Posted By admin on March 12, 2017
This violin was made in 1899 in Strasbourg, but in some ways it could be considered English.
The maker, Georges Fillion, was born in France (in 1869) and was initially trained in Mirecourt. He then worked briefly in Switzerland and Paris, but most importantly London, for the firm of W.E. Hill & Sons.
The beautiful Hill instruments dating from just before the end of the 19th century were made by French-trained luthiers: Charles Langonet, Joseph Maurice Somny and Georges Fillion seem to have been the best of them. There was a golden period around 1895 when all three were in the same workshop. However there were other Frenchmen too: Delunet, Marchand, Frelainet and Jenin . . . that’s seven Mirecourt-trained luthiers working for the British company.

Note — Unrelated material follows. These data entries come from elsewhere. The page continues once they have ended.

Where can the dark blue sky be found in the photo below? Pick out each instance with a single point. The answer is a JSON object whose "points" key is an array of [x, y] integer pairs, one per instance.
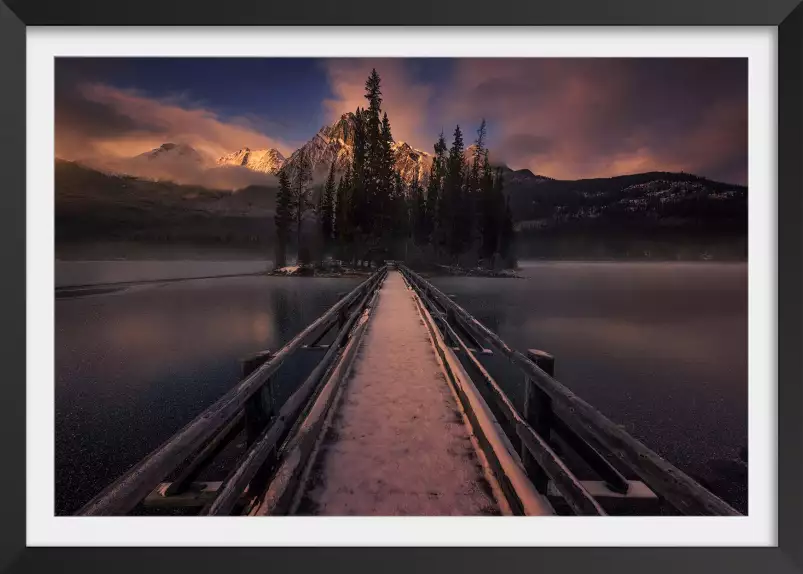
{"points": [[284, 95], [565, 118]]}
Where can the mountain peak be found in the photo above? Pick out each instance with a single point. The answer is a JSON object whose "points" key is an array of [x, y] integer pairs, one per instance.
{"points": [[263, 160], [173, 150]]}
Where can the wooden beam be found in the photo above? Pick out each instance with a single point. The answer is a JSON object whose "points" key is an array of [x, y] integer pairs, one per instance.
{"points": [[254, 459], [212, 449], [128, 490], [668, 481], [195, 495], [577, 497]]}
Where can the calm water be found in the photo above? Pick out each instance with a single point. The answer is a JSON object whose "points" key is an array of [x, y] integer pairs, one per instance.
{"points": [[659, 348], [134, 366]]}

The Hills pursued excellence in their restorations and their products, and Fillion was very proud of having worked for them. He left the Hills in 1896, settling in Strasbourg. However some of his violins were clearly aimed at the British market and were sold in London. The labels of these are in English and bear the words “Scholar of W. Hill & Sons”.
The label of this particular violin tells us this is No 58, dating from 1899. It is also inscribed 1er Qt, meaning first quality. He only did this if he thought it deserved it. The later example illustrated in Réne Vannes’ Dictionnaire is inscribed 2nd Q.